Monday’s emergency meeting was organized by the National Emergency Management Agency (NEMA) to discuss the flooding situation and formulate a response.
NEMA Director General Mustapha Habib Ahmed stated in a statement made available to the media on Tuesday that more than 100,000 individuals had been relocated due to flooding since the beginning of the rainy season and are currently living in temporary shelter.
According to Ahmed, flooding in 14 states, including those in the oil-producing Niger Delta, would occur as a result of Cameroon opening flood gates at the Lagdo dam last week.
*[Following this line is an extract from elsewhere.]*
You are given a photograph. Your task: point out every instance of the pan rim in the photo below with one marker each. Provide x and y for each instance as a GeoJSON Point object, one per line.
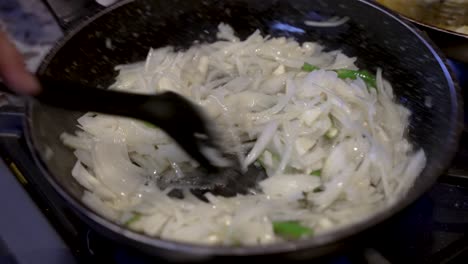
{"type": "Point", "coordinates": [282, 247]}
Ahmed said, “I want to advise all the governments of the frontline states to relocate communities at risk of flooding, identify secure higher grounds for person evacuation, and pre-position adequate stockpiles of food and non-food items, potable water, hygiene, safety, and security.
Authorities in northeastern Yobe state reported on Tuesday that the worst flooding in years had occurred after heavy rains since the weekend submerged roads and swept away a significant bridge connecting the state capital and some local government areas.
Flooding from heavier-than-normal rains has affected other states like Adamawa and Borno, which have been dealing with an Islamist insurgency for more than ten years. This has destroyed farms and increased the risk of food insecurity.